As a break from mourning, she excelled at history, became known and liked by her professors. She also saw herself, like her father, one day, whiskey glass in hand, holding forth knowledgeably before a table of admiring listeners. And she had majored in History, particularly the Civil War era, to better refute her father who was put on this earth for her to refute.
She had this idea for a senior project: researching the family past and seeing if she could find descendants of the Johnston family slaves. There certainly were plenty of black people named Johnston around this state.
“I think it’s a terrible idea,” said her mother. “How will you possibly approach these people? ‘Pardon me, my ancestor used to own your ancestor. How do you feel about that?’”
“It could be a touching moment, connecting people back to their descendants who rose up from slavery. I envision some profound discussions.”
“I envision some black people hanging up on you.”

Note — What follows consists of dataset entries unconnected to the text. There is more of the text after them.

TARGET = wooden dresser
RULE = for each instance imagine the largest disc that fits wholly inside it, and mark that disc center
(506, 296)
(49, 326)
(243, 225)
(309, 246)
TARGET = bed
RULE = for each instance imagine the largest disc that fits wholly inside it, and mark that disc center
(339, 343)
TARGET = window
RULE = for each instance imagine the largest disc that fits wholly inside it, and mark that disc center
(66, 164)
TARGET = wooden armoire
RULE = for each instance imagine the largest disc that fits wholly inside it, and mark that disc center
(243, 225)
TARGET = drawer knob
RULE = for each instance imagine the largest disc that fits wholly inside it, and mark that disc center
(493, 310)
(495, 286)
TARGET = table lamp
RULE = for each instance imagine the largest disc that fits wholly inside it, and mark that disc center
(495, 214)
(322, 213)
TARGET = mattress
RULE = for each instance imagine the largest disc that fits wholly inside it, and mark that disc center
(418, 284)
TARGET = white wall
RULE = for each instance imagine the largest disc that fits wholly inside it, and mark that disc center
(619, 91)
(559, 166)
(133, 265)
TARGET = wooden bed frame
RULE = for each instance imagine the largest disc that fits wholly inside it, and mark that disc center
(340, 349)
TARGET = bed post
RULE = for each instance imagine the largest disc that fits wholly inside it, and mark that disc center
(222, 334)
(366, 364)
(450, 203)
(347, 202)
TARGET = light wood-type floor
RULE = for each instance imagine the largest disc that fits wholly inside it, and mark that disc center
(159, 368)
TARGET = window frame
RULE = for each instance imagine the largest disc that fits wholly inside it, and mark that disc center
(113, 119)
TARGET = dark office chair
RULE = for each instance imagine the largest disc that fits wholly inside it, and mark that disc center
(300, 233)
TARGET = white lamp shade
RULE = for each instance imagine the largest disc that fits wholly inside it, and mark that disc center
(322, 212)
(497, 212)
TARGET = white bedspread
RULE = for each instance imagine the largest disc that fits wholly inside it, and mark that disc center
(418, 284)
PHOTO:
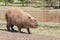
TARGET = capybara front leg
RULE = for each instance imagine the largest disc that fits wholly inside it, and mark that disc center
(28, 30)
(8, 27)
(19, 29)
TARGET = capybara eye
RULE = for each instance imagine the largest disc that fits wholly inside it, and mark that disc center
(30, 20)
(29, 17)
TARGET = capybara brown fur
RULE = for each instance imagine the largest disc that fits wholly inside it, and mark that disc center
(19, 18)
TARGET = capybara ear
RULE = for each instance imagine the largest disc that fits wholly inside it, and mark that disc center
(29, 17)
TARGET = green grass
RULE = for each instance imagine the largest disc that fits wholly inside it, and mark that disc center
(36, 13)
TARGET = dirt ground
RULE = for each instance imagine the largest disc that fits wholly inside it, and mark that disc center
(19, 36)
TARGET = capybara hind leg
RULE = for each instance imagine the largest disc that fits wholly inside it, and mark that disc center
(12, 28)
(8, 27)
(28, 31)
(19, 29)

The real glory of majoring in History, of course, was more time at the dinner table, back in Charlotte on a weekend, tangling with her father. She had to admit he knew his Civil War history, and so did Uncle Gaston, though his version was more florid, a retail history of high drama rather than facts. Her father could be vague on politics, the Law (which he somehow, absentminded and diffident as he was, practiced once upon a time), fuzzy on when his children’s birthdays were or what they were majoring in at college, but he became incandescent on the subject of Chancellorsville, Shiloh, the Battle for Fort Macon, and anything to do with their esteemed ancestor General Joseph E. Johnston:
Duke Johnston pushed the salt shaker, the pepper shaker, the butter knife, his coffee cup, all to represent the play of battle. Three twisted napkins represented the Shenandoah River.

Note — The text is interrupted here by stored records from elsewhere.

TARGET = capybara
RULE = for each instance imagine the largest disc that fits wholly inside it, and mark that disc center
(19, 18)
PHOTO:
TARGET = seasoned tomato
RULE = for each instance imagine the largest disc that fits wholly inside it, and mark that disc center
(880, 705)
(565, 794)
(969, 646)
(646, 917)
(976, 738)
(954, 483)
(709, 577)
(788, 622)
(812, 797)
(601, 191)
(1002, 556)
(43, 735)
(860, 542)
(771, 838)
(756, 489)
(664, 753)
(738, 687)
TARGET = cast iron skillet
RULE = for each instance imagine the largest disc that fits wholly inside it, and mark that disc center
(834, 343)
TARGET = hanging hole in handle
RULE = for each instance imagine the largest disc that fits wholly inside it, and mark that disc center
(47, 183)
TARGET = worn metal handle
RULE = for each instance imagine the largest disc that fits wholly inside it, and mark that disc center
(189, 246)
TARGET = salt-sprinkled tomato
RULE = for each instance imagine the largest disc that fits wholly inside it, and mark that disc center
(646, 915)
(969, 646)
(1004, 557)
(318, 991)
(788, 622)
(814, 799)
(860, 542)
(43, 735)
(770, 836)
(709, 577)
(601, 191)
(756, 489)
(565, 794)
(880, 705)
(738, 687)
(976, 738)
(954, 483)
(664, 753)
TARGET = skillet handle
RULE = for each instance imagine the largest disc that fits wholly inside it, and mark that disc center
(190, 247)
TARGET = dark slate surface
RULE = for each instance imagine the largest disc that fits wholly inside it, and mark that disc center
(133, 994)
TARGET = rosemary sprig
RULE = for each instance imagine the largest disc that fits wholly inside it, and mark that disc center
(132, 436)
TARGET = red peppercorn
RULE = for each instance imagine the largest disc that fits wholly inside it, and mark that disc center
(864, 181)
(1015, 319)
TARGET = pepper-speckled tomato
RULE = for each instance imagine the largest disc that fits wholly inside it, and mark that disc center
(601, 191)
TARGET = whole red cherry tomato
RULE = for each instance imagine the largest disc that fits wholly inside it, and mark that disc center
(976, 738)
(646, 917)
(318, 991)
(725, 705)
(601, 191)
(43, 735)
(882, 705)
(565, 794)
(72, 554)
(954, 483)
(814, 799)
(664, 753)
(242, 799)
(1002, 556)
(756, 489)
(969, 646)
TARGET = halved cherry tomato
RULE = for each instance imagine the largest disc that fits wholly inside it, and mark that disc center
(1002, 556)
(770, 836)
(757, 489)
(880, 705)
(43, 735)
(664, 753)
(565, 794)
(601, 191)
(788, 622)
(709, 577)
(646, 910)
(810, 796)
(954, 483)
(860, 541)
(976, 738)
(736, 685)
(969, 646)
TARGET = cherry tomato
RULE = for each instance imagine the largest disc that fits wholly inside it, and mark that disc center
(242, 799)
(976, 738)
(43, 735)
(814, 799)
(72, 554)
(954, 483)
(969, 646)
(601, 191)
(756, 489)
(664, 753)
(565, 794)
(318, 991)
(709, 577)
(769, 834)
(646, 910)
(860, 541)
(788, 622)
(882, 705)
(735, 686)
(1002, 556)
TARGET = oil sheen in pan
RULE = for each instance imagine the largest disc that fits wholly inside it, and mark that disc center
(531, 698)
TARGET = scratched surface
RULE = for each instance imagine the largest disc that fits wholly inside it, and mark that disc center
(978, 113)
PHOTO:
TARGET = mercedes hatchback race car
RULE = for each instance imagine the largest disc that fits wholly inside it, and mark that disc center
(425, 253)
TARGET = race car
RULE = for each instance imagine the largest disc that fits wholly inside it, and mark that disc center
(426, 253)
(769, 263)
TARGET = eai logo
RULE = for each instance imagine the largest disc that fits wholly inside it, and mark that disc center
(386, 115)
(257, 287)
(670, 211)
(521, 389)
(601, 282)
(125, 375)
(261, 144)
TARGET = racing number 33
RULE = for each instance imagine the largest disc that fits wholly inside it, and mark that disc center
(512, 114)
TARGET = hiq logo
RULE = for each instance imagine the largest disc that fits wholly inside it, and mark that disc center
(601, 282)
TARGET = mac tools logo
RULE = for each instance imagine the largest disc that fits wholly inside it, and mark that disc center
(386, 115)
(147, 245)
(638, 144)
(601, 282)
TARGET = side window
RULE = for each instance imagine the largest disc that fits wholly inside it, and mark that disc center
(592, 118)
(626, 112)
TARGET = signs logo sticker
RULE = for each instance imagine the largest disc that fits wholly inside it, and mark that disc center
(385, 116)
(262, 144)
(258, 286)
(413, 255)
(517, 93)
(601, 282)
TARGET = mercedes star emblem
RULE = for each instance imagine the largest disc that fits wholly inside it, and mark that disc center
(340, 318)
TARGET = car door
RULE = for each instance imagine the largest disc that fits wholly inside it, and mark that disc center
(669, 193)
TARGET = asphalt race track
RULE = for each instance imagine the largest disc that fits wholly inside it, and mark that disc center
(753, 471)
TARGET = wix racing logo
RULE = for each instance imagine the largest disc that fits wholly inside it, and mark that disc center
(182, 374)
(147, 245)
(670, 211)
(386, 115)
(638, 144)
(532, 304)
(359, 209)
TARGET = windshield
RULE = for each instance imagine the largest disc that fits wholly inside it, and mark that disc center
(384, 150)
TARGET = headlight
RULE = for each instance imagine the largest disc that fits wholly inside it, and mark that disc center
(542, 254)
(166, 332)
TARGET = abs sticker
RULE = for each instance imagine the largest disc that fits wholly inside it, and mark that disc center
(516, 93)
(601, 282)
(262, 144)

“Now,” said Duke, fondly aware that Joshua and Annie were indulging him without any true interest, “the river had many fords and they had to be guarded. Our ancestor, General Johnston, did all the fighting, far as I could tell. General Beauregard was wed to this false notion that Paterson and the Yankees would attack from the right, but of course Johnston was correct, and commanded all the fighting on the left flank. We had Ewell at Union Mills…” The pepper mill was slid toward the napkins. “Jones at McLean’s Ford, Longstreet at Blackburn’s Ford…” The salt shaker and coffee cup were scooted into place. “And of course Colonel P. S. Cocke guarded Ball’s Ford.”